Sieben Jahrzehnte nach Ende des Zweiten Weltkriegs und gut ein Vierteljahrhundert nach der Wiedervereinigung Deutschlands gehört die offene und schonungslose Auseinandersetzung mit den Menschheitsverbrechen der Nationalsozialisten, mit den Erfahrungen zweier Diktaturen und mit der Verantwortung, die daraus erwächst, zu den hart erkämpften, moralischen Errungenschaften unseres Landes. Dennoch erleben wir nach wie vor, wie schwierig es ist, Vergangenheit aufzuarbeiten und dabei unterschiedlichen Perspektiven und Erfahrungen, unterschiedlichen historischen Erzählungen wie auch unterschiedlichen persönlichen Geschichten gerecht zu werden. Geschichte vergeht ja nicht einfach. Die Art und Weise, wie wir sie erzählend vergegenwärtigen, prägt zum einen unsere Sicht auf die Gegenwart und damit auch unser Bild von uns selbst und unserer Zukunft. Der deutsche Soziologe Max Weber hat moderne Nationen deshalb einmal als "Erinnerungsgemeinschaften" bezeichnet, und wir sehen auf europäischer Ebene, wie es schwer Verständnis und Verständigung zwischen unterschiedlichen "Erinnerungsgemeinschaften" häufig sind.

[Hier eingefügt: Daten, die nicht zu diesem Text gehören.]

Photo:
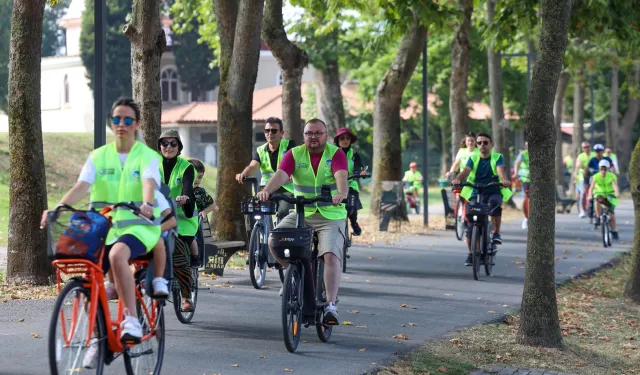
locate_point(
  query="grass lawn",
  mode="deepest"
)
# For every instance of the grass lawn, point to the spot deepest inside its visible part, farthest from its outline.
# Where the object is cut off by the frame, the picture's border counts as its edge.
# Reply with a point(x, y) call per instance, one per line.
point(599, 328)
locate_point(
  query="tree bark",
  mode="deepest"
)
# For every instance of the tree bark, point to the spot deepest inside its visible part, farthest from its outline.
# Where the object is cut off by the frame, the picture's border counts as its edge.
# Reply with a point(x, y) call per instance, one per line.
point(329, 96)
point(539, 325)
point(148, 43)
point(558, 110)
point(495, 93)
point(239, 54)
point(292, 61)
point(27, 252)
point(625, 130)
point(632, 289)
point(387, 149)
point(460, 56)
point(578, 112)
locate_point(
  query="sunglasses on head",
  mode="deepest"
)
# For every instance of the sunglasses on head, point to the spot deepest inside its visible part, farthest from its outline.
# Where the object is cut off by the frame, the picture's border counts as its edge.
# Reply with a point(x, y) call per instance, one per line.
point(128, 121)
point(169, 143)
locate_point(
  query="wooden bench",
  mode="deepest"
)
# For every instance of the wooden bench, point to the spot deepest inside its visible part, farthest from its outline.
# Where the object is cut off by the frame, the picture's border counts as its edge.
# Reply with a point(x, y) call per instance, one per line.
point(562, 199)
point(214, 255)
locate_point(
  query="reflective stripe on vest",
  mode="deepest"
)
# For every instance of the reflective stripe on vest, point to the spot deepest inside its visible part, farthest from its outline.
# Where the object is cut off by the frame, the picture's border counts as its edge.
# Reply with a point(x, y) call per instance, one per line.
point(467, 191)
point(117, 183)
point(308, 184)
point(265, 163)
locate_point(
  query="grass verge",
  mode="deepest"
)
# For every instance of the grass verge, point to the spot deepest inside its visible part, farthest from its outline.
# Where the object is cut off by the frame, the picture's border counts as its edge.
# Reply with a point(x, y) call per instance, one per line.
point(599, 326)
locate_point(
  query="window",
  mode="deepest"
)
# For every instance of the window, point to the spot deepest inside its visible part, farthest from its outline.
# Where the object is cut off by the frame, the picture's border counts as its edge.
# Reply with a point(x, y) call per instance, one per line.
point(66, 89)
point(169, 86)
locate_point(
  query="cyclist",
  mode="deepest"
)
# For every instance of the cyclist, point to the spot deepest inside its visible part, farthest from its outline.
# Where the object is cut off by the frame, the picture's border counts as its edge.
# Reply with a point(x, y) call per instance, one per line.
point(311, 166)
point(345, 139)
point(122, 171)
point(582, 160)
point(267, 159)
point(484, 167)
point(604, 187)
point(521, 172)
point(179, 174)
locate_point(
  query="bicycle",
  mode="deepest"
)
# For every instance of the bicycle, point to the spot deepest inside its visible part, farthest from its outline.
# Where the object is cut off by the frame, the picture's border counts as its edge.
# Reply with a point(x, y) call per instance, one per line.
point(299, 246)
point(88, 322)
point(483, 250)
point(259, 256)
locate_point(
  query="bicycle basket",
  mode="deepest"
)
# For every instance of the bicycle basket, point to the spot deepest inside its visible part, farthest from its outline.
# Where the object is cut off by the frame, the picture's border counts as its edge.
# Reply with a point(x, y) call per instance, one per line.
point(77, 234)
point(254, 206)
point(291, 244)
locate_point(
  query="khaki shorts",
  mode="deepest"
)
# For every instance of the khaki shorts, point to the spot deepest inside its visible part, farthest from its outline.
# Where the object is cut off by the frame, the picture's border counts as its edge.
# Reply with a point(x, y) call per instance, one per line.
point(330, 232)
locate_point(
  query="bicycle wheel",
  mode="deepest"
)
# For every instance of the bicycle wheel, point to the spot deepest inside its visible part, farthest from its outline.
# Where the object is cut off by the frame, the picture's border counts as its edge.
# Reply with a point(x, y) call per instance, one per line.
point(460, 224)
point(68, 332)
point(323, 330)
point(476, 251)
point(146, 358)
point(292, 307)
point(257, 271)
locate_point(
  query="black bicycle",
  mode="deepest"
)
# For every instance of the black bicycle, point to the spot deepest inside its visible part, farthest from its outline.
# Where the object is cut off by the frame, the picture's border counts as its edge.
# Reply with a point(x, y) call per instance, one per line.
point(299, 247)
point(483, 250)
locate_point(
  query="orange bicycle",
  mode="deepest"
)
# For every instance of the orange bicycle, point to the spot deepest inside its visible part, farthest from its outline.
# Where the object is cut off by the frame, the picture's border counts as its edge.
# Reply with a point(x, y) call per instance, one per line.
point(81, 320)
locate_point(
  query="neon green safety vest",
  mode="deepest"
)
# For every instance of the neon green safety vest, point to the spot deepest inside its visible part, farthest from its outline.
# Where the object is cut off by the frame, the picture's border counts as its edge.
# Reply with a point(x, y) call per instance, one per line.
point(353, 184)
point(523, 170)
point(265, 163)
point(308, 184)
point(187, 226)
point(115, 183)
point(467, 190)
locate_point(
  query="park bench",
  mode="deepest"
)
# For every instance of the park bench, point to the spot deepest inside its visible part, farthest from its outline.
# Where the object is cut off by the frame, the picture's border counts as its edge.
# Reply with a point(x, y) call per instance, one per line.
point(563, 200)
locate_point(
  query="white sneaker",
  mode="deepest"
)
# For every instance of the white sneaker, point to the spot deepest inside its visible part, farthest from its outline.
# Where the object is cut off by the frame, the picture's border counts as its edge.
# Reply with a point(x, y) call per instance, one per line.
point(160, 287)
point(131, 330)
point(90, 359)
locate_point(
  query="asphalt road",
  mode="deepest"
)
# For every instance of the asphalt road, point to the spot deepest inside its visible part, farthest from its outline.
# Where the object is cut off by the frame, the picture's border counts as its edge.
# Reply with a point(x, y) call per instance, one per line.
point(241, 326)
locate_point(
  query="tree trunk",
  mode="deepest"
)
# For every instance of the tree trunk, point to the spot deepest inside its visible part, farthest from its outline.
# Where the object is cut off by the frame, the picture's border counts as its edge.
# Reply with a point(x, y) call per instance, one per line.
point(632, 289)
point(292, 61)
point(460, 56)
point(387, 150)
point(578, 112)
point(625, 130)
point(239, 54)
point(558, 110)
point(148, 43)
point(27, 253)
point(329, 96)
point(539, 324)
point(495, 93)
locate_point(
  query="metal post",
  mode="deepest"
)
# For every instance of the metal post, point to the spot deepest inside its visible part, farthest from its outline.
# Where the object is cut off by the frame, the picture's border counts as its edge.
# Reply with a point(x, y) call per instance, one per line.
point(99, 97)
point(425, 135)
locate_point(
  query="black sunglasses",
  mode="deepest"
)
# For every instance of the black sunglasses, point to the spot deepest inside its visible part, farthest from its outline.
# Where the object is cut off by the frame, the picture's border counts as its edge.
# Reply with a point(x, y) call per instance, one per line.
point(169, 143)
point(128, 121)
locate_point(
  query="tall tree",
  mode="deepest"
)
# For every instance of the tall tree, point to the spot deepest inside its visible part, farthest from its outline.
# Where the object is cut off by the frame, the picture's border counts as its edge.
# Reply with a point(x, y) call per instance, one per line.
point(539, 323)
point(118, 48)
point(292, 61)
point(27, 255)
point(147, 46)
point(460, 52)
point(237, 24)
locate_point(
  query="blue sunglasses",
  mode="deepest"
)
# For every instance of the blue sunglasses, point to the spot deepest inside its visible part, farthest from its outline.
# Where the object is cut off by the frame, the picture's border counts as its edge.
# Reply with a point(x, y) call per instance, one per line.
point(128, 121)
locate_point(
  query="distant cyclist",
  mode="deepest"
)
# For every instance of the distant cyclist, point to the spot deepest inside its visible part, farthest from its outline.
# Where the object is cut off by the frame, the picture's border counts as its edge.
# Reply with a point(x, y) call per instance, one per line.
point(604, 187)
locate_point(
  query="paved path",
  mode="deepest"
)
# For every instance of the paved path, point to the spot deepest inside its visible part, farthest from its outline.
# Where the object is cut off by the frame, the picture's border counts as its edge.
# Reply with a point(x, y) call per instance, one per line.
point(240, 325)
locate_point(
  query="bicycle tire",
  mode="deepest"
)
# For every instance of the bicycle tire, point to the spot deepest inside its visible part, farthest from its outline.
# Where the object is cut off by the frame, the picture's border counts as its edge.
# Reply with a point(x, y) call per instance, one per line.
point(55, 346)
point(132, 363)
point(475, 252)
point(291, 307)
point(257, 233)
point(460, 224)
point(323, 330)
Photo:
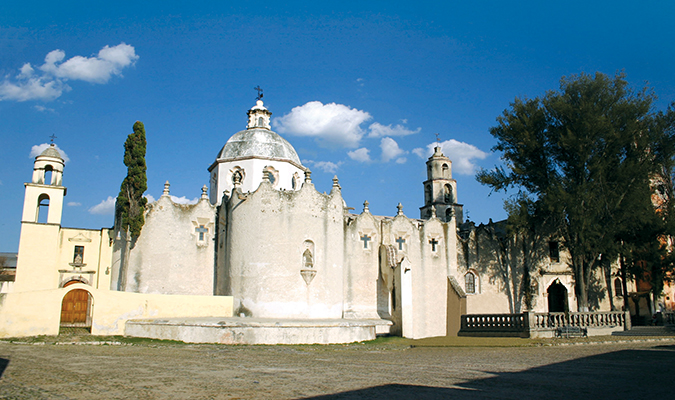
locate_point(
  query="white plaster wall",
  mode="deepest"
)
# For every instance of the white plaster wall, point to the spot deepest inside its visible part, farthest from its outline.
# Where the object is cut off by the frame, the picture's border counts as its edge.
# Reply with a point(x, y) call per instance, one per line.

Zum anderen sind historische Erzählungen immer auch Kristallisationspunkte sehr unterschiedlicher, vielfach leidvoller individueller Erfahrungen und Erinnerungen. Auch unter Deutschen hat es unzählige zivile Opfer gegeben, und auch sie beanspruchen Raum in unserer Auseinandersetzung mit der Vergangenheit. Die Erinnerung an Flucht und Vertreibung ist dafür ein gutes Beispiel. Seit 2008 gibt es die "Stiftung Flucht, Vertreibung, Versöhnung" mit dem gesetzlichen Auftrag, - ich zitiere - "im Geiste der Versöhnung die Erinnerung und das Gedenken an Flucht und Vertreibung im 20. Jahrhundert im historischen Kontext des Zweiten Weltkriegs und der nationalsozialistischen Expansions- und Vernichtungspolitik und ihrer Folgen wachzuhalten."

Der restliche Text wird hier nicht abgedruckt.